Flights resuming at Heathrow; apology to passengers from airport boss
The airport has been closed all day after a power outage due to a major fire at a nearby electricity substation
Last updated 21st Mar 2025
Flights will resume at Heathrow Airport on Friday evening (21 March) as its chief executive apologised to stranded passengers and defended the response to an "unprecedented" loss of power caused by a substation fire.
Thomas Woldbye described the blaze which knocked out an electricity substation in Hayes in the early hours of Friday as "as big as it gets for our airport" and that "we cannot guard ourselves 100%".
He also said that a back-up transformer failed and power supplies had to be restructured to restore electricity enough to power what is described as a "mid-sized city".

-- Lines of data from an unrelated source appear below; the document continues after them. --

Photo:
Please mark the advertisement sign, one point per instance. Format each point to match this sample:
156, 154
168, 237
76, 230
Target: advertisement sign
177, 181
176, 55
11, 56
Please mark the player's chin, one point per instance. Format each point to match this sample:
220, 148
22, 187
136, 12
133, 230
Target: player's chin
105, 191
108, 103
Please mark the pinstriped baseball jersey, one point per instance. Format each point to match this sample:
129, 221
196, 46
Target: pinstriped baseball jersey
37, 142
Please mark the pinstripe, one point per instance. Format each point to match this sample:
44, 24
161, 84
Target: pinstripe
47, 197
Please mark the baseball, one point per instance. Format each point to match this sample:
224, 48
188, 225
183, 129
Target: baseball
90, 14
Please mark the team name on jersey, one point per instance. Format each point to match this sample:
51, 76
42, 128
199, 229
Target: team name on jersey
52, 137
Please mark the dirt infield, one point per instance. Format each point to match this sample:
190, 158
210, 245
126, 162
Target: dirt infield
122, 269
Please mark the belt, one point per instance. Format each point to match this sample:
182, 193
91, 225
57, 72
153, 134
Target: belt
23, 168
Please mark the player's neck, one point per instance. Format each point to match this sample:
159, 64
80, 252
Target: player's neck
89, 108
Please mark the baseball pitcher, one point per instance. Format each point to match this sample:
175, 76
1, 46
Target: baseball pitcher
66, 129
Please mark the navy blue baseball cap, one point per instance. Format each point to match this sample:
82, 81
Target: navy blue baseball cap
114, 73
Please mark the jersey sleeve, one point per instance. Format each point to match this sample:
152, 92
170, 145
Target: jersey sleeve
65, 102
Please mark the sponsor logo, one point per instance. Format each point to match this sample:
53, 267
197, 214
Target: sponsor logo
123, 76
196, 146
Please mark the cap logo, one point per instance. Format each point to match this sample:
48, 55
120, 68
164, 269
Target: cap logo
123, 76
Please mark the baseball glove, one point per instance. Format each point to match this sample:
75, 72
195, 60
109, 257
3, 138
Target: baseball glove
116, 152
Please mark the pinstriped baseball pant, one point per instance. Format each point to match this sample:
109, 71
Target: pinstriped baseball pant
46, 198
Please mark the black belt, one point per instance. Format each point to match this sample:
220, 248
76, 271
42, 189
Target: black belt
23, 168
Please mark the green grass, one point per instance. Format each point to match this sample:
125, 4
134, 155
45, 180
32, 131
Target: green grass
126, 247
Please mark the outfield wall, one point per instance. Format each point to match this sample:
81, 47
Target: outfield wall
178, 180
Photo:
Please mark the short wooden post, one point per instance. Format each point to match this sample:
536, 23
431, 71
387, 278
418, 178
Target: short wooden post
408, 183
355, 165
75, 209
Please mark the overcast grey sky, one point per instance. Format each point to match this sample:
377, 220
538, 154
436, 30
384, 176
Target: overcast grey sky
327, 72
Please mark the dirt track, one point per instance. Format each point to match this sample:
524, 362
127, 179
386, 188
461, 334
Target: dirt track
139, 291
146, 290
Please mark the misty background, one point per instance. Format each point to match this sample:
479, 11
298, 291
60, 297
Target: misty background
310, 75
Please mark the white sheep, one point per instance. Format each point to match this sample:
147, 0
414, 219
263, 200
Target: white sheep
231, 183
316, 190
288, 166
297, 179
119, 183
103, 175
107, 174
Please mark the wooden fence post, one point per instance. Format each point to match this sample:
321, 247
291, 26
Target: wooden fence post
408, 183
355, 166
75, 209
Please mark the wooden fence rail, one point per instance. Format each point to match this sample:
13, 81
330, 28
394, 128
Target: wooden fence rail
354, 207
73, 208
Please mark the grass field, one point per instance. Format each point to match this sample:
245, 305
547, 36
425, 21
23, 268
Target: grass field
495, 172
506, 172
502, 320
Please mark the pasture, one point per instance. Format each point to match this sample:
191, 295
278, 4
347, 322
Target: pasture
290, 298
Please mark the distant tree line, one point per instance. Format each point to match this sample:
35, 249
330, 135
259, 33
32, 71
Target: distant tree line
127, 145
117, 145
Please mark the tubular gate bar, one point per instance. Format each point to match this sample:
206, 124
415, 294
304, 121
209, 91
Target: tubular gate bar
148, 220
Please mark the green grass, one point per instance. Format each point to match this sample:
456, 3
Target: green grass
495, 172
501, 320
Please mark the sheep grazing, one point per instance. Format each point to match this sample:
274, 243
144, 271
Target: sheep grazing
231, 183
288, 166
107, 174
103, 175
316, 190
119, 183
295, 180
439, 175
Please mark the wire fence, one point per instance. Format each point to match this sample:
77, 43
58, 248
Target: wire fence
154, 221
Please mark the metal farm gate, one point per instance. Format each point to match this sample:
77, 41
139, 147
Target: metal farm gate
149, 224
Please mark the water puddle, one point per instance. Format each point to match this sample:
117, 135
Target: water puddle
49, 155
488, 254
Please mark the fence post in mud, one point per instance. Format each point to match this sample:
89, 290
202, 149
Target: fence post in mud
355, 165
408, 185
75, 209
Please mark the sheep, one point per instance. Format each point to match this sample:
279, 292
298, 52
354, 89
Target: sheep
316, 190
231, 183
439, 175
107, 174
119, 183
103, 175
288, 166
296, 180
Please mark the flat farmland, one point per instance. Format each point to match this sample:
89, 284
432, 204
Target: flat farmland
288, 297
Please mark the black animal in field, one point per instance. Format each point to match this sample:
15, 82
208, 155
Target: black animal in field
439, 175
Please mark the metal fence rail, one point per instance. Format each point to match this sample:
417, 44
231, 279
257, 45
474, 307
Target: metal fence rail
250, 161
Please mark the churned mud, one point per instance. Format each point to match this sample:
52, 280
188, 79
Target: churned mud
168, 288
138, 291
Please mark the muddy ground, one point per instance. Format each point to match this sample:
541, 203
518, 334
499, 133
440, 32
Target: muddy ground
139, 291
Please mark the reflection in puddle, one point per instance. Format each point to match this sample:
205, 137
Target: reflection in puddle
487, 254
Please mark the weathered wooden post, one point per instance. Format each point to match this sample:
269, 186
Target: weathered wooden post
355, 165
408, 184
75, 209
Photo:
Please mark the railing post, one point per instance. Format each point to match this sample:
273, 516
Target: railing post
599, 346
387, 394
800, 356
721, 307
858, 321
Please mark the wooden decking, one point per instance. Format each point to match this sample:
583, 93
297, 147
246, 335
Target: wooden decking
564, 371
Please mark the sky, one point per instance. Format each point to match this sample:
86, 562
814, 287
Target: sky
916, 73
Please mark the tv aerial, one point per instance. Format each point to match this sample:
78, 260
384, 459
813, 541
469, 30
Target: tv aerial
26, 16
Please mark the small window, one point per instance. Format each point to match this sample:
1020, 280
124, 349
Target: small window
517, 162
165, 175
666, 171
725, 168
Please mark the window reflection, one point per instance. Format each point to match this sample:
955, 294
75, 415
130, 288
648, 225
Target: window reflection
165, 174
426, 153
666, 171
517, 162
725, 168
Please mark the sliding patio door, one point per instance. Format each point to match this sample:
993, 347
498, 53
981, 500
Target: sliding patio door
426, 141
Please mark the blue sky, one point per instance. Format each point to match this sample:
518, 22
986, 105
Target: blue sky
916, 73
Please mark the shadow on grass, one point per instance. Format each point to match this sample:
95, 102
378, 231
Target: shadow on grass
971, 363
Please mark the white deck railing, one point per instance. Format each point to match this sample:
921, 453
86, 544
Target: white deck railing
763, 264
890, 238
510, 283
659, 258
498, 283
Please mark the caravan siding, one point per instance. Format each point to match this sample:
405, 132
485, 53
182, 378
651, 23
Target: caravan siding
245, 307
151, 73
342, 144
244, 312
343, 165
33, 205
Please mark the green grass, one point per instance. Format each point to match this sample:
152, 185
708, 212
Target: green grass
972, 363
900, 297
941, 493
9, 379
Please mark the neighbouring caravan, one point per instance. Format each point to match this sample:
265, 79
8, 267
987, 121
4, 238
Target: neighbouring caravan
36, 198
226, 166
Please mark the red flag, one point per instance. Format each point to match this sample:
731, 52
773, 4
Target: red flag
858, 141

The west London airport initially announced it would be closed until 11.59pm but later said repatriation flights and a handful of British Airways long-haul flights would resume Friday evening.
It is expected to run a full schedule on Saturday.
Around 200,000 passengers have been affected by the closure of what is Europe's busiest airport.
Mr Woldbye said: "I'd like to stress that this has been an incident of major severity. It's not a small fire.
"We have lost power equal to that of a mid-sized city and our backup systems have been working as they should but they are not sized to run the entire airport."
Asked if there is a weak point in Heathrow's power system, he said: "You can say that but of course contingencies of certain sizes we cannot guard ourselves against 100% and this is one of them.
"This has been a major incident. I mean, short of anybody getting hurt, this is as big as it gets for our airport and we are actually coming back quite fast I would say, when you consider the amount of systems that we have to shut down then bring back up and make sure that they're safe."